What I find rather interesting is that, when Apple brought the iPod out, they demonstrated how to present a technology product to a consumer electronics audience. They focused on making the product easy to use, making content easily available, created a solid sexy industrial design and marketed the key product features of "fun" and "semi-exclusive" to an ever growing audience of consumers who even surprised Apple with their incredibly eager response.

For years after the launch of the iPod, competing vendors have largely ignored the Apple lesson and focused instead on technology and ignored, in particular, the importance of ease of use and marketing in making a product successful. HP probably came closest to such a product that, however, was never actually launched. The reason we know is that, after Steve Jobs had learned about the product, he called HP CEO Carly Fiorina and convinced her to license his product. Steve implied that HP could actually end up selling more of them than Apple given HP's better retail presence and the firm's potential capability to transcode (get iTunes music to work on their Windows Media Center natively).

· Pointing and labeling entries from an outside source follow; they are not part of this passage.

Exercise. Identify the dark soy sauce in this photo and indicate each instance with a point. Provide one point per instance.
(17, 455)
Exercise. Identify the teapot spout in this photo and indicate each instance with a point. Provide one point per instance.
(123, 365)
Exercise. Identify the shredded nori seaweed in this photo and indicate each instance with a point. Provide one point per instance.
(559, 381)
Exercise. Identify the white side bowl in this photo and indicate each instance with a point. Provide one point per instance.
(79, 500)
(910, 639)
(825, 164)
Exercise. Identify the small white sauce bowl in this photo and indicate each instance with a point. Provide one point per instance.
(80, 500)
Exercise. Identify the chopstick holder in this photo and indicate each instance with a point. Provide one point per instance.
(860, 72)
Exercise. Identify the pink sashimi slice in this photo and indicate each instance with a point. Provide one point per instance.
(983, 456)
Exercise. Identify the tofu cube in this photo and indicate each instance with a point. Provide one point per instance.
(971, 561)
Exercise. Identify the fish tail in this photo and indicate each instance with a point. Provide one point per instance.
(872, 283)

Of course transcoding wasn't allowed (doing this while protecting the DRM aspect of the file was incredibly difficult anyway) and Jobs denied all requests for custom colors (including black) indicating they were inappropriate for the product.

While this deal may come back to haunt Apple during their own iPod anti-trust trial which was disclosed by Apple's board a few days ago (much like similar Microsoft actions did) it did prevent HP from entering and Apple remains predominant. However, one challenger did step up and after doing a deal with Real Networks (Rhapsody) and Best Buy, Sandisk now has 18% of this market and for much of last year was the fastest growing vendor in it. This suggests at least one competing vendor is learning.

Still, Apple enters 2007 as the company in the pole position with the best chance of having the next generation of market leading offerings which are expected to include their iTV, their iPod Phone, and media enhancements (including hardware design changes) that make them better products for media in and around the home. Interesting enough, even though Apple doesn't do car audio, they've turned the iPod into a decent automotive accessory and many use it today instead of their nearly obsolete automotive CD changers and players.

Even though it isn't particularly elegant as a media distribution solution, Apple's iPod effectively addresses all but the game category of media now and all areas of the home and car through iPod accessories.

Some of the best offerings you are likely to see will address one or two media types and four of the five areas that you may want to consume media in. A lot of the products you'll see will try to address everything but probably won't do any one thing well enough to be successful (sometimes products that do one thing well like Sonos with music or Tivo for TV will still be best for many of us.)

However, there will be one or two vendors who will come very close to getting this right - other than Apple this year. I already got a look into Bill Gates' keynote and he will be attempting (and it is a good attempt!) to catch Apple napping and it won't be until Steve Jobs presents that we will know which CEO was the most successful.